Allport Personality Trait Theory

Gordon Allport (1897–1967) was a respected and influential American academic working in the field of psychology. Allport, the son of a medical father and a teaching mother, was the youngest of four siblings, which gave rise to a keer interest in understanding humans motivation, impulses and personality, which led him to develop the theory of personality traits.

After graduating from Harvard University, Allport made a trip to Vienna, Austria, where he met Sigmund Freud, which would eventually influence his career and contributions to American psychology.

  • After this experience.
  • Allport returned to Harvard to earn his PhD in Psychology.
  • During his career.
  • Which developed in the first half of the twentieth century.
  • He made important contributions to psychology.
  • Among the most striking was the development of his ideas about personal traits.
  • Which he called personal disposition.

According to Allport, these traits are influenced by our childhood experiences, our current environment, and the interaction between them. In Allport’s time, the idea was that personality traits could be made up of past and present forces. Allport believed the personality was made up of three types. of traits: cardinal, central and secondary.

Allport told the story of his visit to Freud in his autobiographical essay “Pattern and Personality Growth”. To break the ice when he met Freud, Allport said he had met a child on the train journey to Vienna. The boy did not want to sit next to a dirty passenger, despite his mother’s reassuring words. Allport suggested that the child may have had this phobia because of his mother, a very clean and seemingly quite dominant woman. After watching Allport for a few minutes, Did Freud ask you by any chance?”

Allport pointed out Freud’s intention to reduce this small part of the observed interaction to an unconscious episode from his own childhood, which reminded him that psychoanalysis tends to delve into both the past and the unconscious, going through this process in the supposedly most importantly, conscious. and immediate aspects of the experience.

While Allport has never denied that unconscious and historical variables can play an important role in motivating certain behaviors, his work will always focus on conscious motivations related to the current context.

In 1936, psychologist Gordon Allport discovered that a single English dictionary contained more than 4,000 words describing different personality traits. Allport’s personality trait theory classified them into three levels.

Among some historical figures who have shown a strong cardinal trait are Abraham Lincoln, for his honesty, the Marquis of Sade for Sadism and Joana D’Arc for his act of heroism. People with such personalities can become so known for these traits that their names are often associated with these qualities.
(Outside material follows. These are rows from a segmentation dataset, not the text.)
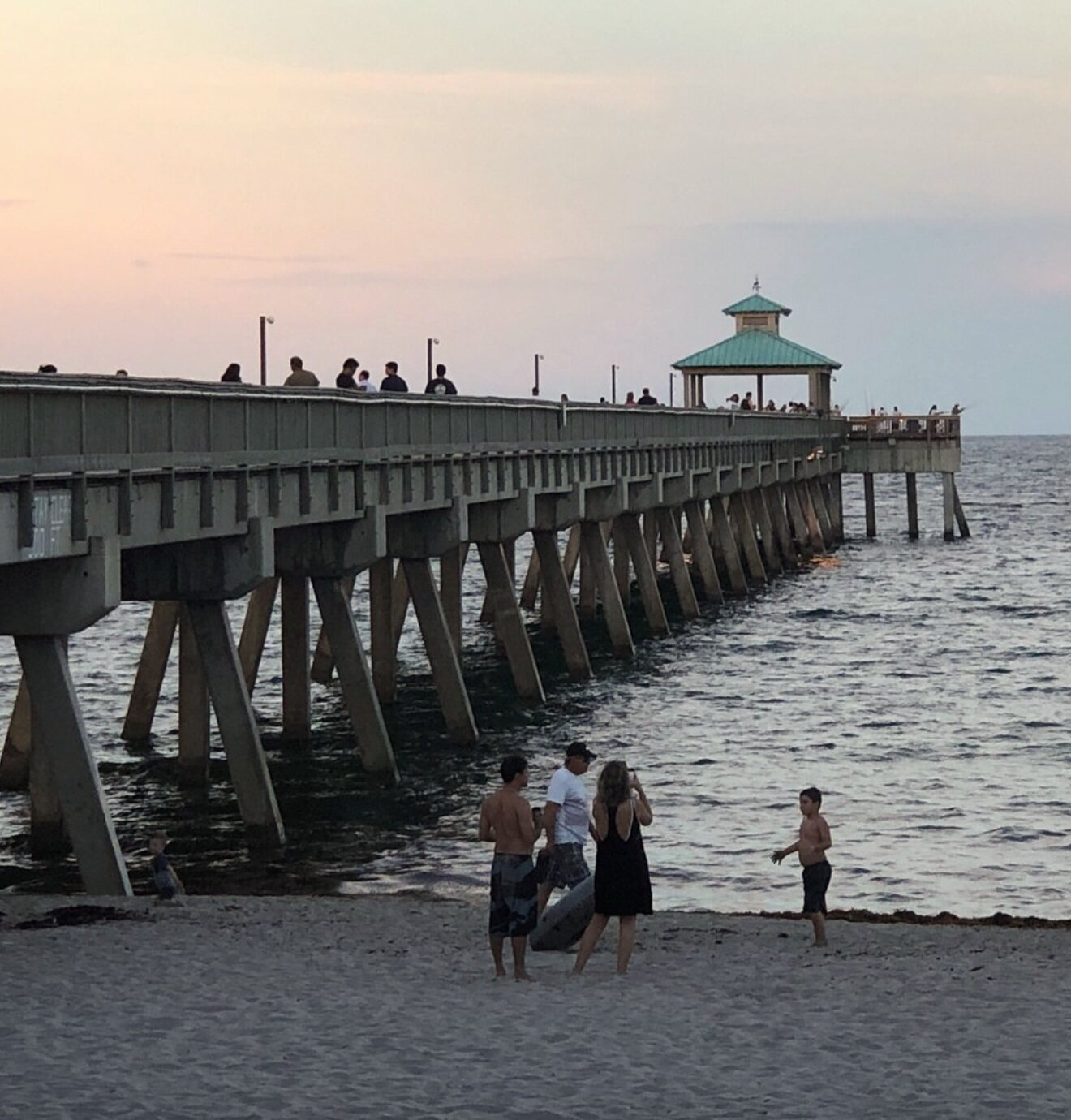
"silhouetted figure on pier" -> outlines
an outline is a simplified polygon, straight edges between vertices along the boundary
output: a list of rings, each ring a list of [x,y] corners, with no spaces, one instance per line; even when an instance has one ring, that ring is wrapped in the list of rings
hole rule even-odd
[[[454,383],[447,376],[447,367],[441,362],[435,366],[435,376],[428,382],[428,388],[424,392],[432,393],[434,396],[458,395],[458,390]]]
[[[335,384],[338,389],[356,389],[357,388],[357,358],[348,357],[342,363],[341,372],[335,379]]]
[[[410,386],[405,379],[398,375],[397,362],[387,362],[384,366],[386,376],[379,382],[379,389],[384,393],[407,393]]]
[[[289,385],[291,389],[316,389],[319,385],[320,379],[311,371],[304,367],[304,363],[297,355],[290,360],[290,376],[283,382],[284,385]]]

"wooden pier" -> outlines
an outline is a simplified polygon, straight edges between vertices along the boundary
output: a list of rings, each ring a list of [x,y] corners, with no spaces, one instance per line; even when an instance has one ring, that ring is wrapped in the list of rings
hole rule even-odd
[[[69,840],[87,890],[130,892],[67,638],[120,601],[151,601],[123,737],[151,734],[177,636],[182,781],[207,781],[212,711],[250,843],[278,847],[251,703],[276,601],[284,735],[309,741],[310,681],[337,675],[361,763],[397,781],[383,707],[398,699],[410,604],[449,735],[479,734],[462,671],[467,563],[482,570],[480,618],[518,698],[539,703],[525,612],[583,681],[581,617],[629,657],[633,590],[665,637],[665,595],[687,623],[835,549],[846,472],[951,478],[958,421],[936,422],[923,440],[828,416],[0,374],[0,634],[24,674],[0,786],[29,788],[35,850]],[[518,595],[516,542],[529,534]],[[367,596],[367,643],[354,595]],[[225,604],[243,597],[236,640]]]

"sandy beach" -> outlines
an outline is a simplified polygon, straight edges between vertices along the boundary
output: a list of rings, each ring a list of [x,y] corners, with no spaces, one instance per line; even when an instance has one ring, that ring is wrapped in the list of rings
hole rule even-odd
[[[664,913],[632,972],[417,897],[4,896],[3,1117],[1063,1117],[1067,930]],[[105,904],[111,905],[105,900]]]

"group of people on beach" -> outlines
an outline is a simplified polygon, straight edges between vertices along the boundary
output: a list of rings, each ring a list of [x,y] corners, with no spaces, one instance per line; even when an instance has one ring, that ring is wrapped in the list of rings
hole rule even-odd
[[[490,879],[488,934],[495,977],[506,976],[505,945],[510,942],[514,978],[530,980],[525,967],[528,936],[556,888],[573,890],[591,874],[584,858],[588,839],[595,843],[594,913],[576,951],[573,974],[583,972],[611,917],[617,917],[617,971],[628,971],[636,944],[636,920],[651,914],[651,883],[640,827],[654,821],[650,802],[636,771],[608,762],[599,774],[589,805],[582,781],[598,756],[584,743],[573,743],[554,772],[543,809],[523,795],[528,763],[523,755],[502,759],[499,790],[480,806],[479,838],[495,844]],[[811,922],[815,945],[826,944],[826,889],[833,875],[826,852],[833,844],[821,815],[821,792],[809,786],[799,795],[804,820],[799,837],[770,858],[780,864],[796,852],[804,875],[804,915]],[[542,834],[546,843],[533,860]]]

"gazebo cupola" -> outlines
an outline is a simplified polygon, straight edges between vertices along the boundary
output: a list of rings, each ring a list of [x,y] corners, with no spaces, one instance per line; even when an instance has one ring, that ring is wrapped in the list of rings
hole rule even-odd
[[[833,371],[839,370],[840,363],[781,335],[781,318],[791,315],[791,308],[761,295],[757,279],[750,296],[723,310],[736,324],[735,334],[673,363],[684,379],[685,408],[706,407],[706,377],[754,377],[755,405],[761,409],[765,377],[805,374],[807,402],[821,412],[829,411]]]

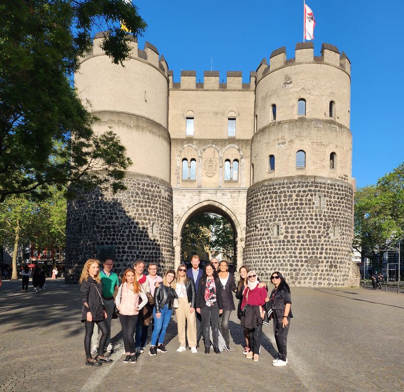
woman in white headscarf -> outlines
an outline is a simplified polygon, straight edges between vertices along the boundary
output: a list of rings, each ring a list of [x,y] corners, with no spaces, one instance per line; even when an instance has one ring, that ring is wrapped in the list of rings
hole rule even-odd
[[[262,321],[267,291],[266,287],[260,287],[259,281],[255,271],[248,271],[247,287],[244,290],[241,303],[241,325],[248,331],[249,351],[246,356],[258,362],[261,346]]]

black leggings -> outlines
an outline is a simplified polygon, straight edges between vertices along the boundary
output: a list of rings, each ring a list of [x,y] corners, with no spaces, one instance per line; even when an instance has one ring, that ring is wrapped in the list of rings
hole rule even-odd
[[[28,289],[28,282],[29,282],[29,276],[28,275],[23,275],[22,276],[22,289]]]
[[[104,353],[104,347],[107,342],[107,338],[110,333],[110,328],[107,321],[104,319],[102,321],[84,321],[85,326],[85,336],[84,336],[84,350],[85,350],[85,356],[87,358],[91,358],[91,336],[92,331],[94,330],[94,324],[96,323],[98,329],[103,334],[99,338],[99,347],[98,348],[98,354],[99,355],[103,355]]]
[[[119,321],[122,326],[122,335],[123,337],[123,346],[127,353],[134,354],[136,352],[136,346],[133,334],[137,324],[138,315],[134,316],[125,316],[119,314]]]

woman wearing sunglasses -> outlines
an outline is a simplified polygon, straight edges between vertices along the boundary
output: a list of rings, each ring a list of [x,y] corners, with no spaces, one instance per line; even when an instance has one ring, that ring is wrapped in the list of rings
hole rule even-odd
[[[286,366],[286,341],[290,318],[293,317],[291,307],[290,289],[280,272],[276,271],[271,275],[271,281],[275,288],[270,297],[274,318],[274,334],[278,347],[279,358],[272,361],[274,366]]]
[[[255,271],[249,271],[247,276],[247,287],[241,303],[241,325],[248,330],[249,351],[246,355],[258,362],[261,346],[262,321],[264,311],[263,305],[267,298],[266,287],[260,287],[259,281]]]
[[[210,326],[213,337],[213,350],[220,354],[219,349],[219,315],[223,312],[220,280],[217,277],[215,267],[212,263],[205,266],[205,273],[200,279],[200,286],[196,298],[196,311],[202,316],[204,324],[204,339],[205,354],[210,351]]]
[[[195,285],[186,274],[186,266],[180,264],[177,269],[176,282],[174,288],[178,298],[178,307],[175,310],[177,327],[180,347],[177,351],[181,353],[186,350],[185,343],[185,324],[188,344],[192,354],[196,354],[196,319],[195,315],[196,293]]]

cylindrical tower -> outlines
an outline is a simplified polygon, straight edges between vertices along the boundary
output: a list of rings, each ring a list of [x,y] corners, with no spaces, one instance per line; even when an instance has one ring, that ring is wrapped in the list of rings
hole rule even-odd
[[[163,269],[174,263],[167,64],[154,46],[146,42],[138,50],[136,40],[124,67],[114,64],[100,47],[103,37],[95,36],[75,84],[99,119],[94,130],[115,132],[133,165],[125,176],[126,190],[114,195],[95,190],[69,203],[69,281],[76,281],[83,263],[97,254],[115,254],[117,272],[138,258]]]
[[[324,43],[285,48],[257,72],[245,262],[305,286],[351,283],[350,64]]]

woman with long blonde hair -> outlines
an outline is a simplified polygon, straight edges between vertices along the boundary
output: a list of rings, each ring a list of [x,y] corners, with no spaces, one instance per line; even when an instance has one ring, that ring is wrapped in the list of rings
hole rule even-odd
[[[110,333],[110,328],[105,320],[107,312],[102,296],[103,283],[99,278],[99,261],[95,259],[88,260],[83,267],[79,280],[81,283],[80,290],[83,304],[81,321],[84,323],[85,326],[85,364],[92,366],[100,366],[102,362],[110,363],[112,362],[112,359],[107,358],[104,355],[104,346]],[[98,354],[95,358],[93,358],[91,354],[91,341],[95,323],[96,323],[102,335],[99,340]]]
[[[139,303],[139,299],[141,302]],[[122,327],[123,345],[126,356],[123,362],[136,363],[136,346],[133,334],[137,324],[139,311],[147,303],[147,297],[136,279],[135,271],[127,268],[123,273],[122,283],[115,298],[119,311],[119,321]]]
[[[186,337],[188,338],[188,344],[191,349],[191,352],[196,354],[197,353],[196,319],[195,313],[196,293],[192,280],[188,279],[187,276],[186,266],[185,264],[180,264],[177,269],[174,289],[179,300],[178,307],[175,310],[178,340],[180,342],[180,347],[177,351],[180,353],[186,350],[185,324],[187,323]]]

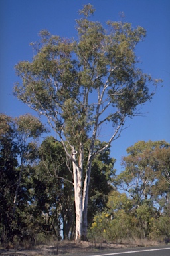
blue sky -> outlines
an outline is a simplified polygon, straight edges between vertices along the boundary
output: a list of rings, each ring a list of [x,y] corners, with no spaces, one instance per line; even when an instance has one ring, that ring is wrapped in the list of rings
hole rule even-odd
[[[96,9],[94,20],[103,25],[108,20],[125,21],[147,30],[137,55],[145,73],[163,80],[151,103],[143,107],[143,117],[127,121],[120,138],[112,145],[111,155],[121,170],[121,157],[126,149],[140,140],[165,139],[170,143],[170,1],[169,0],[0,0],[0,112],[16,117],[31,109],[12,95],[19,81],[14,66],[20,61],[31,61],[29,43],[38,39],[38,33],[48,29],[65,37],[76,37],[75,19],[78,10],[90,3]]]

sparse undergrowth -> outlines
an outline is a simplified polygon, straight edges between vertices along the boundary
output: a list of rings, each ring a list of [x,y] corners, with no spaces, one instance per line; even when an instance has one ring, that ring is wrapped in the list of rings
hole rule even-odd
[[[136,241],[124,241],[118,243],[94,243],[75,241],[60,241],[50,245],[39,245],[33,247],[18,247],[15,248],[13,245],[9,245],[5,248],[0,249],[1,255],[15,256],[41,256],[41,255],[69,255],[81,253],[97,252],[100,250],[109,250],[112,249],[121,249],[137,247],[158,246],[165,244],[165,241],[151,241],[146,239],[136,239]]]

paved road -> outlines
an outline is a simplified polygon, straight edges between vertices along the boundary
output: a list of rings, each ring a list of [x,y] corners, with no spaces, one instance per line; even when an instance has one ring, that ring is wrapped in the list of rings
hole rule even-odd
[[[129,249],[122,251],[100,254],[93,254],[89,256],[170,256],[170,247],[161,248],[145,248],[139,249]]]
[[[70,256],[170,256],[170,246],[103,251],[100,253],[78,253]]]

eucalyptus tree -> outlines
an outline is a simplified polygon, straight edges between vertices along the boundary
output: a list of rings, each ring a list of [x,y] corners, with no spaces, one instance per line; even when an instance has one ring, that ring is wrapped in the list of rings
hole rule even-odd
[[[126,118],[139,114],[138,106],[154,94],[149,84],[159,81],[137,65],[135,47],[145,30],[111,21],[105,28],[92,21],[94,12],[90,4],[80,11],[77,40],[42,31],[41,40],[32,43],[33,61],[15,67],[22,83],[15,85],[14,95],[47,118],[72,162],[76,239],[86,237],[93,159],[119,137]],[[108,142],[95,147],[102,131],[107,131]],[[87,140],[90,143],[84,164]]]
[[[138,141],[127,149],[122,159],[125,169],[117,185],[131,198],[144,237],[151,228],[151,219],[167,215],[169,209],[170,144],[165,141]]]

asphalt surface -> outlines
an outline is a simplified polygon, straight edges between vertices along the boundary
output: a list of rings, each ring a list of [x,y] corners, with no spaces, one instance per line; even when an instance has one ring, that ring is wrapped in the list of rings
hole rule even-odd
[[[126,249],[110,249],[94,253],[72,254],[69,256],[170,256],[170,245],[159,247],[142,247]]]

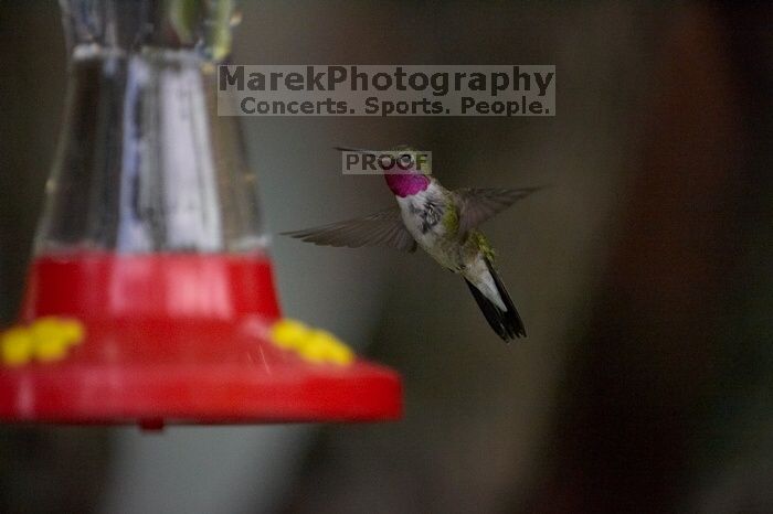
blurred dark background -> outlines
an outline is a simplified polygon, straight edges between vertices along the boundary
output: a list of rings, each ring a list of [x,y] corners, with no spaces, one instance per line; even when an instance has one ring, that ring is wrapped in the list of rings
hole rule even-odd
[[[505,346],[425,256],[274,239],[283,307],[404,376],[370,426],[0,428],[0,512],[773,512],[773,6],[247,2],[245,64],[554,64],[552,118],[245,118],[272,233],[391,201],[336,144],[447,186],[554,188],[488,223]],[[0,317],[60,129],[54,1],[0,1]]]

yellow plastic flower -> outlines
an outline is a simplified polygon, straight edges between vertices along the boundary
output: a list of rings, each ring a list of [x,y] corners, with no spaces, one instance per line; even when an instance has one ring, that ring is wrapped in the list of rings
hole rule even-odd
[[[71,346],[83,342],[85,330],[77,320],[45,317],[29,326],[15,326],[0,336],[0,355],[8,366],[21,366],[33,358],[61,361]]]
[[[354,361],[354,352],[333,334],[296,320],[277,321],[272,328],[272,340],[310,363],[345,366]]]
[[[32,360],[32,334],[20,326],[0,336],[0,354],[7,366],[22,366]]]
Allport suggested that cardinal characteristics are rare and tend to develop over the years.

When present, cardinal traits shape the person, in the sense they have of themselves, their emotional composition, their attitudes, and their behavior; it is so clear that they can even be historically identified by them, as in the case of the Marquis of Sade. .

The central characteristics are the general characteristics that form the basic foundations of personality, these traits, although not as dominant as cardinal traits, would be the main characteristics that can be used to describe an individual. not absolutely dominant.

According to Allport’s personality trait theory, each person has between 5 and 10 central traits, which are present in varying degrees in each, include common traits, intelligence, shyness, honesty, and would be important determinants in most of our behaviors.

Secondary traits are traits that are sometimes related to attitudes or preferences, i. e. much less widespread and less relevant provisions, which often appear in certain specific situations or circumstances.

For example, an individual whose cardinal trait is self-affirmation may show signs of submission when police arrest him for speeding. This is just a situational trait that may or may not appear in other interpersonal encounters.

According to Allport, these secondary traits are quite difficult to detect because they are stimulated by a smaller scale of equivalent stimuli.

Allport’s personality trait theory is not directly based on experimental research, and is his largest Achilles heel. In fact, he has published little research to support his theory. However, in his first publication, with his brother, social psychologist Floyd Allport, he examined 55 male college students, depending on their core characteristics. After the survey, they concluded that traits were measurable in most students. The main objective of this research was to develop a scale as a means of “measuring” personality.

Gordon Allport’s curious initiative was to analyze a series of letters from a woman named Jenny Gove Masterson. Jenny’s 301 letters in the last eleven years of her life to a friendly couple were acquired by Allport and analyzed. Then, in an exercise, she asked 36 people to characterize Jenny based on traits they could identify in those letters.

For his study, Allport concluded that traits do not exist independently, and, at some point, behaviors that motivate two certain traits can conflict, so that, through hierarchy, one imposes himself on the other.

Although many theorists agree that people can be described by their personality traits, there is always a debate about the number of basic traits that make up the personality of the human being. For example, Raymond Cattell reduced the number of observable traits from 4000 to 171, then to 16, combining certain characteristics and eliminating the most unique or difficult-to-define traits. On the other hand, British psychologist Hans Eysenck has developed a personality model based on only three.

However, Allport’s research and personality trait theory are considered pioneering works in the field of personality, was based on statistical and objective data without personal experience, and also received some criticism, such as that it would not refer to the individual’s condition or condition. how you can behave temporarily.